HC Deb 21 October 1968 vol 770 cc872-3
29. Mr. Hooley

asked the Secretary of State for Employment and Productivity if she will recommend the appointment of a Royal Commission to investigate the question of industrial accidents and their cost to the nation.

49. Mr. Frank Allaun

asked the Secretary of State for Employment and Productivity if, in view of the rise in industrial accidents by 40,000 to 938,000 in 1967, she will recommend that a Royal Commission be set up to investigate such accidents and their prevention.

Mrs. Castle

No, Sir. I am naturally concerned to reduce the number of industrial accidents, but I do not think that the establishment of a Royal Commission would be the best way of dealing with the problem.

Mr.
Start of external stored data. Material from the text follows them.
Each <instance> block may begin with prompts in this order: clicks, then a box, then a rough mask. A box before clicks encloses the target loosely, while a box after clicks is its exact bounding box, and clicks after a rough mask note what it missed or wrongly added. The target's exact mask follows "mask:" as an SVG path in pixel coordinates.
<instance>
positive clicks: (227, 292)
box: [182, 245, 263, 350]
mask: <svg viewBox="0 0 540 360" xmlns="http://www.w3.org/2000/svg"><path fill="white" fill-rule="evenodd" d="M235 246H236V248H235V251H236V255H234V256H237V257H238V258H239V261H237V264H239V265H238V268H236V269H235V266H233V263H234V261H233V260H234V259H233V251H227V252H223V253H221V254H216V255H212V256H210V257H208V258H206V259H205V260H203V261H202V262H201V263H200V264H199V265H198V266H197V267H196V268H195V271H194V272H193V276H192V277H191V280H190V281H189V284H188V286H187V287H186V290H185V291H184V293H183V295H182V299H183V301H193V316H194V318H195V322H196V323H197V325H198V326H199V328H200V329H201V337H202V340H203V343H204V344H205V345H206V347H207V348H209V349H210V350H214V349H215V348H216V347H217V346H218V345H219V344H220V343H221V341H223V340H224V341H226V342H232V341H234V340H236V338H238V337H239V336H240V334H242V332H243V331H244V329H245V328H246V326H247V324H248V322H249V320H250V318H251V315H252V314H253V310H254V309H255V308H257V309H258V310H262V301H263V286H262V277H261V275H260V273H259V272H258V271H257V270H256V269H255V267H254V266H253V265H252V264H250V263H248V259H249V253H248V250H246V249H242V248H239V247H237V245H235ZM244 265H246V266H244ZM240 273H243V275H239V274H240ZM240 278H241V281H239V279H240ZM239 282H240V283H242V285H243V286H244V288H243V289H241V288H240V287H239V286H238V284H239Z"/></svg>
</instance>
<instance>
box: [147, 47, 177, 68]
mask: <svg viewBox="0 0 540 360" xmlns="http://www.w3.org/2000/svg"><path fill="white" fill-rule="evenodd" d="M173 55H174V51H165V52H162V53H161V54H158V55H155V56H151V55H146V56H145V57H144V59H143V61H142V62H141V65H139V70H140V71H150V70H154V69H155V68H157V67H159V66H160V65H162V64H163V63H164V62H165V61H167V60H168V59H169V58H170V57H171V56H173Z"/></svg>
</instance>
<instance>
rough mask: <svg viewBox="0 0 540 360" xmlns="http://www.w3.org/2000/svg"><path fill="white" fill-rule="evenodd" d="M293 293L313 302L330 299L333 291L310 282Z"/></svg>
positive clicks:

Hooley

Is my right hon. Friend aware that in 1967 more than 24 million man days were lost on account of industrial accidents, which is about eight times the figure of man days lost through industrial disputes? Is it not time that this matter was given a more searching investigation?

Mrs. Castle

I assure my hon. Friend that to achieve a reduction in industrial accidents is one of my major preoccupations, but I cannot agree with him that to set up a Royal Commission is the best way of achieving it. I am already advised by my Industrial Safety Advisory Council., which represents both sides of industry, and I am satisfied that this gives me the insight into the problem which I need.

Mr. Allaun

Why it is not the best way when Royal Commissions have been considered appropriate for betting and marriage and divorce, when this proposal has considerable union support, and when, in addition to the figures given by my hon. Friend, there is the mass of human suffering involved? It is not only a question of days lost.

Mrs. Castle

It is essential that we get the figures clear, because there has been a good deal of confusion about them, as my Chief Inspector of Factories pointed out in his Annual Report for 1967. In that year, just over 304,000 accidents were reported under the Factories Act compared with 296,600 in the previous year. These figures include quite a number of minor injuries such as sprains. The 938,000 quoted in the Question is the number of successful claims for industrial injury benefit, which is not the best measure of accidents. It is encouraging that the number of fatalities dropped by 137—to 564.